In India, the Indian Contract Act, 1872 lays down the law regarding contracts. Civil advocates in Delhi lay great emphasis on defining the term contract and rely on various definitions given by famous scholars, researches and jurists.
Sir William Anson has defined the term contract as “A contract is a legally binding agreement between two or more persons by which rights are acquired by one or more to acts as forbearance on the part of the other or others.”
Sir William Anson has also observed that “The law of contract is intended to ensure that what a man has led to expect shall come pass; that what has been promised to him shall be performed.”
The Indian contract Act, 1872 is said to be largely based on the English common law which consists of the judicial precedents. It is important to note that the Indian Contract Act does not deal with all forms of contracts and separate laws have been enacted to deal with contacts pertaining to negotiable instruments, transfer of property, the sale of goods, partnership, insurance and many more.
The Indian Contract Act, 1872 discusses in detail remedies available for breach of a contract. A contract is said to have been breached when;
- A party renounces his liability under the contract
- When by his own acts either of the party to the contract makes it impossible to perform his obligation under the contract
- When either of the parties to the contract partially or entirely fail to perform their part of the contract.
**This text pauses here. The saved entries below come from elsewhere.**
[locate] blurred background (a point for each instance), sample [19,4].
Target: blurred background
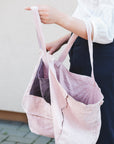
[19,53]
[19,48]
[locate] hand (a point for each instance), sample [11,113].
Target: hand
[48,15]
[52,47]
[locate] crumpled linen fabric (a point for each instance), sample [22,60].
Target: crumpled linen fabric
[73,114]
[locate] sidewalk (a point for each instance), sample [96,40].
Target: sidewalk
[19,133]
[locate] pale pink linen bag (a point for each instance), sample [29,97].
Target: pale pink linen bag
[74,113]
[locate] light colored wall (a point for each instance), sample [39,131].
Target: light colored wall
[19,48]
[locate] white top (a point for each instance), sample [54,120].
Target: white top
[101,14]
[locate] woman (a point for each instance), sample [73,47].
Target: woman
[101,15]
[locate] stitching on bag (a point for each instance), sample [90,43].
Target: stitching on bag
[66,105]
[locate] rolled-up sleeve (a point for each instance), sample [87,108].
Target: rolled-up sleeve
[103,26]
[102,31]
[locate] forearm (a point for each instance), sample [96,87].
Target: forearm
[74,25]
[64,39]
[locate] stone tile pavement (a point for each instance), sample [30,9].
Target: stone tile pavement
[19,133]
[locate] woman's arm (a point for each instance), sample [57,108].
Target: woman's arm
[74,25]
[63,40]
[50,15]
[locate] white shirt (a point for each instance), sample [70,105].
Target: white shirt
[101,14]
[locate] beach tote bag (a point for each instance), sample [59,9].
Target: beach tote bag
[61,104]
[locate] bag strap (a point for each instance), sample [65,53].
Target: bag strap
[63,55]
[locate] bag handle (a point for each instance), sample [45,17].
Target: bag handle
[62,57]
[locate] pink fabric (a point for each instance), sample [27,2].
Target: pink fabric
[74,114]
The basic remedies available under the Act for the breach of a valid contract are:
- Damages for breach
- Specific performance and
- Quantum Meruit
Damages for breach:
Damages in legal language means compensation in terms of money. Claiming compensation for the loss caused by the breach of contract to the opposite party is one of the most common remedies available against the breach of contract. It is important to note that in order to claim damages for the breach of contract the party injured has to apply before a court of law for the rescission of the contract.
Compensation for the breach of a contract is always given for the direct loss or injury caused and not for any remote or indirect loss sustained by the breach of the contract. The object of awarding damages to the aggrieved party is to put him in the same position in which he would have been if the contract had not been breached. The nature of damages is said to be compensative and not punitive and this point has been argued by Supreme Court lawyers in Delhi time and again.
It is a relief given by the courts to the injured party wherein the Court orders the party who has breached the contract to perform the contract exactly according to the terms stipulated in the contract. It is often referred to as an equitable relief given under the Specific Reliefs Act. The Court orders the specific performance of the contract when no other relief is considered to be adequate enough and all other remedies are inadequate or insufficient. This relief is granted mostly in situations where monetary relief is not adequate and does not put the aggrieved party in any better or even the existing situation.
The term quantum meruit in the literal sense means “as much as is earned”. When the party injured by the breach of contract has performed his part of the obligation under the contract and thereafter the contract is breached by the other party then the aggrieved party is entitled to recover the value of what he has done.